Not today. Not with this nasty little rhinovirus clogging his airways. There was a board meeting as well, and he simply opted out of it. If someone wanted him that badly, they could damn well come themselves; he didn’t feel like dealing with the fuss of it all. Honestly at this point, going back to his apartment was starting to sound unusually appealing.
So of course, someone would come. The quiet tap of dress shoes was deliberate, a Turk making sure he was heard, and Hojo gave Veld a watery glare over the rim of his glasses. “What?”
He got an arched brow and the faintest twitch of lips, emotion there and gone before it could be read with how practiced the Turk Director’s restraint had gotten. “Files from the meeting. You look like hell.”
“I very seriously doubt you care,” Hojo snipped, watching him set the file down with a look of utter disdain.
“I don’t. But you out of commission makes me more work than you doing your job,” Veld said smoothly, shrugging. Things hadn’t been the same between them since Valentine’s untimely death; the fallout after Kalm’s bombing had merely widened the gulf. “I’d rather not pile it on.”

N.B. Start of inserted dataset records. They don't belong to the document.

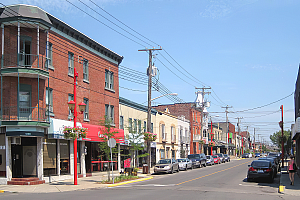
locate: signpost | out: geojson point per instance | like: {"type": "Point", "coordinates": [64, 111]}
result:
{"type": "Point", "coordinates": [111, 143]}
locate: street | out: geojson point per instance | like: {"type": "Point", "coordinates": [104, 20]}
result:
{"type": "Point", "coordinates": [224, 181]}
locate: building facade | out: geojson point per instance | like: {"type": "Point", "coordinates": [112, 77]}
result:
{"type": "Point", "coordinates": [40, 56]}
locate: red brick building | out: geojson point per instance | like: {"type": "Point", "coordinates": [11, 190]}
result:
{"type": "Point", "coordinates": [191, 113]}
{"type": "Point", "coordinates": [39, 56]}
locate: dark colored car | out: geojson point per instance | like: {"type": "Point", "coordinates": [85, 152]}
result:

“Far be it from me to inconvenience you, Faraman.” Hojo cleared his throat, chest clenching a moment against a cough and glaring all the more when the second brow joined the first. “Was there something you needed? I have work to do.”
Veld appeared to consider it a moment, lips pressed tight. Something in his tone softened just a touch in a way neither man would acknowledge. “Get some rest, Hojo.”
For once, Hojo looked away first, quiet. “Departments don’t run themselves. I’m sure you have your own business to attend.”
Veld made a quiet, noncommittal sound. There was nothing else to say, and he saw himself out.
Hojo certainly didn’t think of the look he’d been given again. He wasn’t that sick.